One of the ways you landed on NBC’s radar coming out of the Upright Citizens Brigade is that you auditioned for Saturday Night Live, but not when Tina was head writer.
That was an exhilarating experience. After my showcase at UCB, Lorne Michaels called a few days later (for me to audition). There were characters from my one-person show I was going to do, but I wasn’t sure if they were appropriate. I did an imitation of Renee Zellweger, but only because I looked like her, not because I’m good at doing imitations. Then I impersonated Miley Cyrus and then there was a character who was like Maureen Dowd—a smart character, which might have appealed to Lorne’s sensibility.
Kimmy Schmidt is such a zany twist on the “single girl in the city” premise. How did you connect with her?
What’s exciting about Kimmy is that she’s optimistic. Relentlessly so. Cheery, upbeat. I like characters like Kimmy who have a sunny outlook on life. She came from a difficult background. She endured a nightmare for 15 years and emerged intact. Sure, her circumstances were extreme, but anyone moving to a big city and becoming an adult has to go through that necessary change. At its core is something people could relate to: not letting your past define who you are.
How did you prepare for the role of a girl who was part of a doomsday cult?

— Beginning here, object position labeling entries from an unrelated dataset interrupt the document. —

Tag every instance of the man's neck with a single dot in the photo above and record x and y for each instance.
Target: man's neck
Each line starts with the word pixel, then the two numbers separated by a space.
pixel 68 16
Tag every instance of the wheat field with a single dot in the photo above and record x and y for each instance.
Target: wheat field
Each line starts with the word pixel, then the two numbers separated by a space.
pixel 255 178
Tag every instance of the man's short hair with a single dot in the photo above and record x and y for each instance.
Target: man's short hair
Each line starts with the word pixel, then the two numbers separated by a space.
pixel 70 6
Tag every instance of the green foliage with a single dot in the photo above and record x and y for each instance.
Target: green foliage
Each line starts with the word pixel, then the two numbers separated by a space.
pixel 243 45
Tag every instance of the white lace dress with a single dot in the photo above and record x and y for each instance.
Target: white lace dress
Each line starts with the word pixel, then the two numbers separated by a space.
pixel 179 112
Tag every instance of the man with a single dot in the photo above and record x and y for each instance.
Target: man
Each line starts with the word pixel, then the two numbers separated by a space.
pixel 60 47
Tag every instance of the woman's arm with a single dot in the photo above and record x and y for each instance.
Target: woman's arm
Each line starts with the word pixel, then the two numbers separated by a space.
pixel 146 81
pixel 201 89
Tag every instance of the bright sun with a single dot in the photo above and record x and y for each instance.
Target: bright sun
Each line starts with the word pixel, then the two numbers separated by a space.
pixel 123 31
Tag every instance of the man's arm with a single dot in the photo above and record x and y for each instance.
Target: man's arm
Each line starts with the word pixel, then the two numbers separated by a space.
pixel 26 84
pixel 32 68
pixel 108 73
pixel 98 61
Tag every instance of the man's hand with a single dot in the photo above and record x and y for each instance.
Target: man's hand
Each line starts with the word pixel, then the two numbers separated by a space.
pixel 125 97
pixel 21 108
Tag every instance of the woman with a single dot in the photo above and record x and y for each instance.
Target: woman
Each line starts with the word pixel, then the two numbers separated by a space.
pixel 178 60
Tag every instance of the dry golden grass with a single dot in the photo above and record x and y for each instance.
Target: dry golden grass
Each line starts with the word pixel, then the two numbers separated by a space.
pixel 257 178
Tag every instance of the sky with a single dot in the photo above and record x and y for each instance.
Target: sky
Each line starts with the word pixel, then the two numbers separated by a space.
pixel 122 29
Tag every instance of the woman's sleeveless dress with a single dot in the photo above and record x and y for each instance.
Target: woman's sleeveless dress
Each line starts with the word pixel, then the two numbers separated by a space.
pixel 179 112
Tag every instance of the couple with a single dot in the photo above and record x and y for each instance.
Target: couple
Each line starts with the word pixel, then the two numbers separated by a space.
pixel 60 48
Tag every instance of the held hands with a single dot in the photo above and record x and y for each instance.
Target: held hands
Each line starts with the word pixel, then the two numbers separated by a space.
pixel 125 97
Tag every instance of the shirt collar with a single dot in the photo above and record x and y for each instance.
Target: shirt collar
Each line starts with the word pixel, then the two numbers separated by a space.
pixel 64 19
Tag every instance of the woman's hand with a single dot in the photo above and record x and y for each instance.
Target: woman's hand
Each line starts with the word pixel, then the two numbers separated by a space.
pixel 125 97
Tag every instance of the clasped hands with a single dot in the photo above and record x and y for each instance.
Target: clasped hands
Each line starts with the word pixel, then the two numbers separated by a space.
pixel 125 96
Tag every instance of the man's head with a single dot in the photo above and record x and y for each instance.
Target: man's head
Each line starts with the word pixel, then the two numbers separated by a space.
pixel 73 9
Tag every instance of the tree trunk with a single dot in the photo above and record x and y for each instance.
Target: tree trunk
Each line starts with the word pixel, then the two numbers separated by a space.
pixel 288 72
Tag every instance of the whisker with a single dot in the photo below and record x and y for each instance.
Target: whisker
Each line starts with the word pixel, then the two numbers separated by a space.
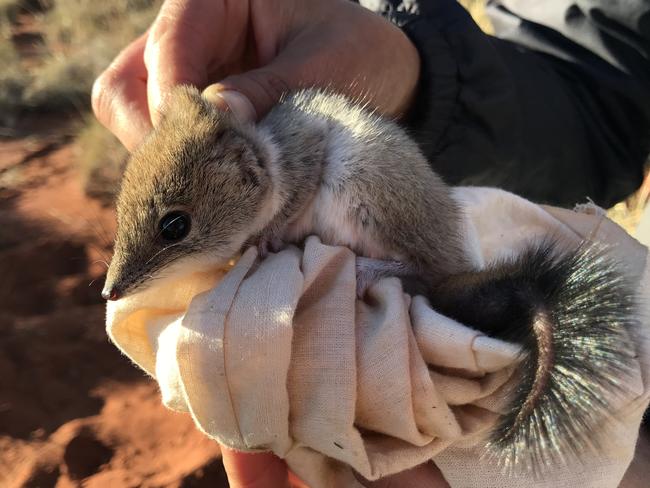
pixel 162 250
pixel 100 261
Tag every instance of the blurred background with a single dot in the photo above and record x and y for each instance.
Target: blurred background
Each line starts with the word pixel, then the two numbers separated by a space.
pixel 73 411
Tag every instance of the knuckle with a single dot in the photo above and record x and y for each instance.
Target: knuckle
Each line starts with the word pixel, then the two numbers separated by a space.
pixel 100 99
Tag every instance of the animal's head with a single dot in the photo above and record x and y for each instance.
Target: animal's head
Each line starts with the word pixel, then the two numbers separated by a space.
pixel 192 194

First, I binge-watched 30 Rock, so that I was immersed in the world of Tina and Robert. Intellectually and to have an understanding of these strong women, I read Michelle Knight’s memoir and Elizabeth Smart’s book. These stories were incredible, inspiring and personified what human strength is.
Kimmy has these great physical tics, like whenever she’s done something right she’ll give a quick nod of assurance. How did you arrive at these?
I wanted to make sure that I was portraying this character differently from the one I played on The Office. Once I realized Tina wasn’t worried about that, I felt comfortable. The show is bright, with vibrant pinks and purples and the movement and the physicality of Kimmy goes with the tone of the show. She’s not using the tics to express herself. She’s girlish, and as an adult, her growth has been stunted.
What was one of your takeaway moments from season one?
Performing with Jon Hamm (who guest-starred as Kimmy’s former cult leader Richard Wayne Gary Wayne), who was my acting teacher. I was very nervous during the scene. Not because, “Oh, I’m acting opposite Don Draper,” but this was my acting teacher. He was an authority figure. He went to my high school, and when I was in the 9th grade, he came back to teach acting and improvisation in St. Louis.
Four years after the success of Bridesmaids, are you still feeling the resonance in landing feature roles?
I think it will always be a lovely thing to be associated with Bridesmaids. It was groundbreaking, especially for the studios and female ensemble comedies. It changed the way the studios looked at comedies. It’s always a combination of things (in one’s career), but it certainly didn’t hurt.